Please join us in this prayer, based on the prayer of Rev. Arthur Price, Jr,, Pastor of the Sixteenth Street Baptist Church,  at the anniversary of that tragic bombing in 2015:

God, we pause now to remember what happened nearly 60 years ago at the Sixteenth Street Baptist Church, a sacred place of devotion to you and service to your people. We remember how on that fateful day, a Sunday school lesson was taught about your love that forgives, your agape love. In the midst of that lesson, Addie Mae Collins, Cynthia Wesley, Carole Robertson, & Carole Denise McNair had their lives stolen from them by a terrorist, fueled by hate. We thank you, Lord, that the story of this church and  its community did not end there. We thank you that you turned bitter days into better days. Shepherd us as we continue to live into that story, your story. Keep us from complacency and continue to guide and  enlighten each generation about civil and human rights as we explore our common past and work together now to build a better future. Through the power of your Spirit and in the name of your Son Jesus, who lived and died as one of us. Amen.

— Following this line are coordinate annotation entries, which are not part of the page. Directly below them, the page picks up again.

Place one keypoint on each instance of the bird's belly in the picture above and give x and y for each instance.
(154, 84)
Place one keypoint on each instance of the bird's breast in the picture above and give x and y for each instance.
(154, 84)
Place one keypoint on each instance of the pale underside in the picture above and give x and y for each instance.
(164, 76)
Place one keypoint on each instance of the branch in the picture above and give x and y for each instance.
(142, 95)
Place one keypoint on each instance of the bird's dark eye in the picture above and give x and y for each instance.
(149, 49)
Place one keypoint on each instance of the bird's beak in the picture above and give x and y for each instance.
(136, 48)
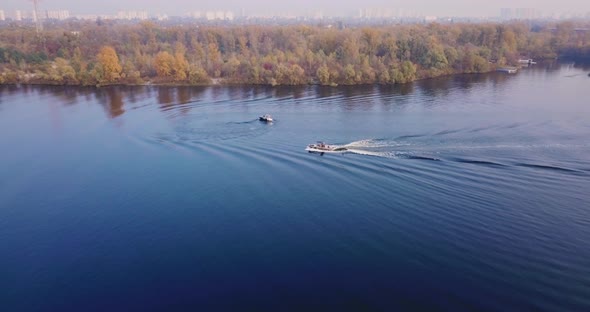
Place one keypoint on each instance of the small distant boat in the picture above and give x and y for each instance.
(266, 118)
(321, 148)
(508, 70)
(527, 61)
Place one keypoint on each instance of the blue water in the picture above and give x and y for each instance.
(459, 193)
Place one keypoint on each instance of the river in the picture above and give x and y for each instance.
(467, 192)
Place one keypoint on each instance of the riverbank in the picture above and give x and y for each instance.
(138, 54)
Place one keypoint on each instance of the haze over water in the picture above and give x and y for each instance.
(460, 193)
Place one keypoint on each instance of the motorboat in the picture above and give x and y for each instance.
(266, 118)
(321, 148)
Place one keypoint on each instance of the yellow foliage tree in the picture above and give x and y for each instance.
(108, 59)
(164, 64)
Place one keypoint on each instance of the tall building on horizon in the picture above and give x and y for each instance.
(519, 13)
(58, 15)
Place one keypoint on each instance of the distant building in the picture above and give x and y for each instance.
(58, 15)
(195, 14)
(506, 14)
(132, 15)
(526, 13)
(430, 19)
(519, 14)
(219, 15)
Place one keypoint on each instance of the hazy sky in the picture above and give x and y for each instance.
(328, 7)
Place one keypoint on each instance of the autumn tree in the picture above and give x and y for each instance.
(164, 64)
(109, 61)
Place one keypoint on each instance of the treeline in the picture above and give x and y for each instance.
(104, 53)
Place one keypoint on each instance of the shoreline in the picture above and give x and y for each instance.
(220, 82)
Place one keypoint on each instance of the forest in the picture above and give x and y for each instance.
(105, 53)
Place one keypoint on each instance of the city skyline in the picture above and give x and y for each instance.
(458, 8)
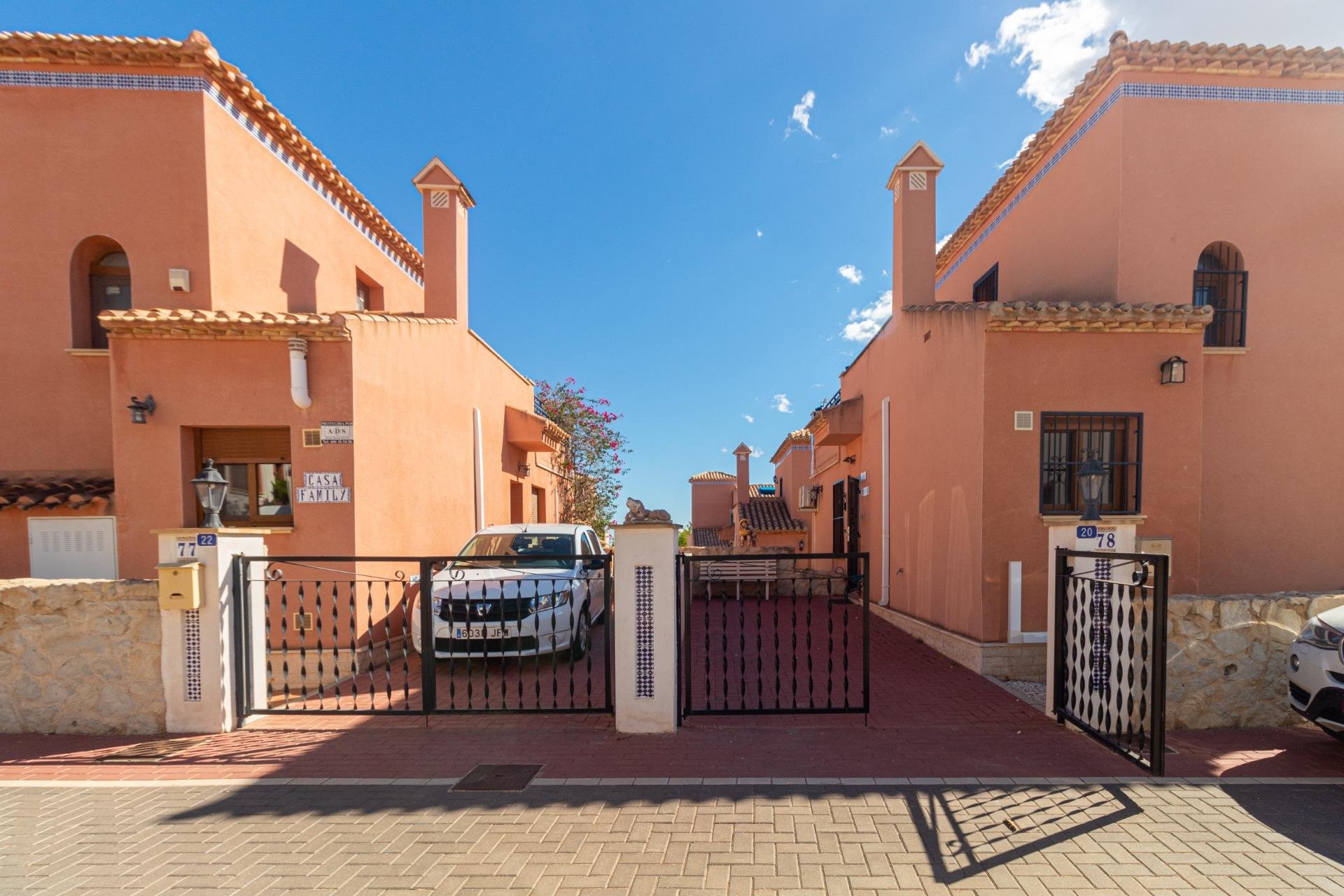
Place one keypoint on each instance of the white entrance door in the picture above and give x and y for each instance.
(73, 548)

Learning Together as Pilgrims
  • Get to know the people of the Sixteenth Street Baptist Church – This church is more than a historic reminder of hurt, it is a thriving community of love. Explore the Sixteenth Street Baptist Church website and get to know the people who continue its legacy of community and the love of God. 
  • Learn more about the Sixteenth Street Baptist Church Bombing through this article and video from the Jim Crow Museum at Ferris State University. 
  • Listen to a Survivor: The Sixteenth Street Baptist Church bombing is not that far removed from our current day. Sarah Collins Rudolph is in early early seventies now, but in September 1963, she was only 12 years old. She stood next to her sister, 14-year-old Addie Mae Collins as the dynamite exploded, killing Addie Mae and three other girls and stealing the sight from Sarah’s right eye. In this 2020 video, Mrs. Collins Rudolph  has a conversation with Ebony Phillips, Vice President of the Greater Atlanta Black Prosecutors Association, and describes what it was like to grow up Black in Birmingham and her recollections from that tragic day.

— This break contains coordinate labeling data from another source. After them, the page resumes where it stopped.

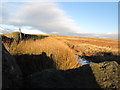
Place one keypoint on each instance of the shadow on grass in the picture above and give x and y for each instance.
(33, 63)
(81, 77)
(102, 56)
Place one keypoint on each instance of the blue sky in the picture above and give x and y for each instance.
(98, 17)
(64, 18)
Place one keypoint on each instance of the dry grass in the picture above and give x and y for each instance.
(64, 58)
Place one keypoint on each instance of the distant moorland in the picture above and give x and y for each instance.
(38, 52)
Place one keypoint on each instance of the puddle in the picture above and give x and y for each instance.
(83, 61)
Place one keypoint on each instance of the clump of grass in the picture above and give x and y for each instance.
(63, 57)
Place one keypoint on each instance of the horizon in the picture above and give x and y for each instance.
(62, 18)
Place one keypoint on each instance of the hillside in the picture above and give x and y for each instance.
(35, 53)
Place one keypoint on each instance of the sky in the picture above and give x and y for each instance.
(83, 19)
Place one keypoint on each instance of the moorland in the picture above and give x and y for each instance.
(52, 60)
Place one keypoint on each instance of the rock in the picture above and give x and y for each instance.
(87, 76)
(11, 73)
(74, 78)
(107, 74)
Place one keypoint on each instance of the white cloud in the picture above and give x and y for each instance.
(47, 17)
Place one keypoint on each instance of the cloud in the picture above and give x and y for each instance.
(47, 17)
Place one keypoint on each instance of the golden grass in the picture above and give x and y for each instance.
(64, 58)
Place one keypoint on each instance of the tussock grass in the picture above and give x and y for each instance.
(63, 57)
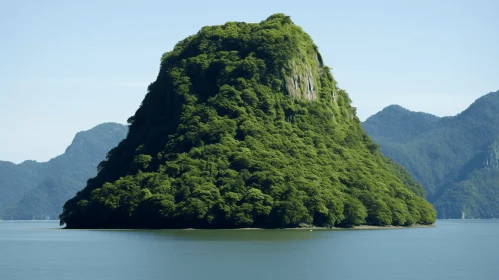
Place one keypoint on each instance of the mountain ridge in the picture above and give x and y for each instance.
(446, 154)
(76, 164)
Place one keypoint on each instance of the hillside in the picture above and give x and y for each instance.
(454, 158)
(245, 127)
(34, 190)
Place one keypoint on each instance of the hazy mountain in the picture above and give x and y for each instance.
(37, 190)
(454, 158)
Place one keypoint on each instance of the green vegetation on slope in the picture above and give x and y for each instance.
(245, 127)
(33, 190)
(456, 159)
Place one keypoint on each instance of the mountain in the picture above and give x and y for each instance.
(454, 158)
(33, 190)
(245, 127)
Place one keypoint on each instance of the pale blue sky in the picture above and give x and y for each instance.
(67, 66)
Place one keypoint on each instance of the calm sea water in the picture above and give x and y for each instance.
(456, 249)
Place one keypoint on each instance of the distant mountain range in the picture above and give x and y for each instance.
(456, 159)
(37, 190)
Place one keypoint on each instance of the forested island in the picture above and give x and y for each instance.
(246, 127)
(455, 158)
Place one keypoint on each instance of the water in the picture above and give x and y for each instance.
(453, 250)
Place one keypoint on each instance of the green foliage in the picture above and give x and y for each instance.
(222, 140)
(456, 158)
(33, 190)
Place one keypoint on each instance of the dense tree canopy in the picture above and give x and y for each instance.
(456, 159)
(245, 127)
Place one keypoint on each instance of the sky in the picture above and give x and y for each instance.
(67, 66)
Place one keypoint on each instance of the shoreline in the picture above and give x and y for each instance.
(362, 227)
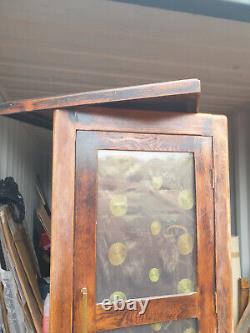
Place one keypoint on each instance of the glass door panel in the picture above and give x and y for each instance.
(146, 224)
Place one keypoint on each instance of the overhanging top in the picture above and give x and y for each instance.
(180, 95)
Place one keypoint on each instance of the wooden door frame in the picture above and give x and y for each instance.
(66, 124)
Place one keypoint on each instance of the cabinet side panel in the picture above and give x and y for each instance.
(222, 228)
(62, 224)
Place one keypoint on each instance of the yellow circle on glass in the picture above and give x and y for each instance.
(185, 244)
(189, 330)
(155, 228)
(156, 327)
(156, 182)
(117, 295)
(118, 205)
(185, 286)
(154, 274)
(186, 199)
(117, 253)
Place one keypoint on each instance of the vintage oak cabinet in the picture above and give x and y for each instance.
(140, 210)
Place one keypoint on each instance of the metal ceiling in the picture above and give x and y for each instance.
(59, 47)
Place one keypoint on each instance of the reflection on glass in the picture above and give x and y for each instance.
(146, 230)
(179, 326)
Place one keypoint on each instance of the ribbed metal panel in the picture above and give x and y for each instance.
(25, 151)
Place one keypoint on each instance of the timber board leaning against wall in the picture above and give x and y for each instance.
(25, 151)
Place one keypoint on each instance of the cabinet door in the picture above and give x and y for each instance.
(144, 233)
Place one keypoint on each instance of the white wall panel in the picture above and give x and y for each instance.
(25, 151)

Day 1 in Alabama ends with dinner, fellowship and compline with the people of St. Mark’s Episcopal Church in Birmingham, a historically Black congregation with a rich history. 

Join us for Compline live on Facebook sometime around 6 p.m. EST. At this time, a PDF of the worship program is not available, however if one becomes available, we will share it in the live stream and update the racial justice page on our website.

Reflecting Together as Pilgrims

Take some time to reflect and pray about the experiences from this Pilgrimage Day 1. If you’re not sure where to start, here are some wondering prompts that can help you to get started: 

  • I wonder what surprised me the most about today’s experiences. 
  • I wonder where I saw God at work in the stories and experiences today. 
  • I wonder what part of the stories I heard today will stay with me. 
  • I wonder where I am in these stories I heard today. 
  • I wonder where I and these stories are in the big story of the people of God. 
  • I wonder what’s next in this big story of the people of God.  
Comments
  • Kate Lufkin Day

    So many feelings listening to Sarah Collins Rudolph speak about that day. She really brought it home. I wish I could have known her mother. I believe that Angela Davis was deeply affected by the bombing, and was the same age as the girls who died. Her life took another, remarkable trajectory from that horrific event. I was struck also by Sarah’s seeking medication for her pain in cigarettes and alcohol, a natural choice when there’s nothing else offered. Thinking of you all on the physical pilgrimage, and sending prayers! It’s a lot for the human heart to take in.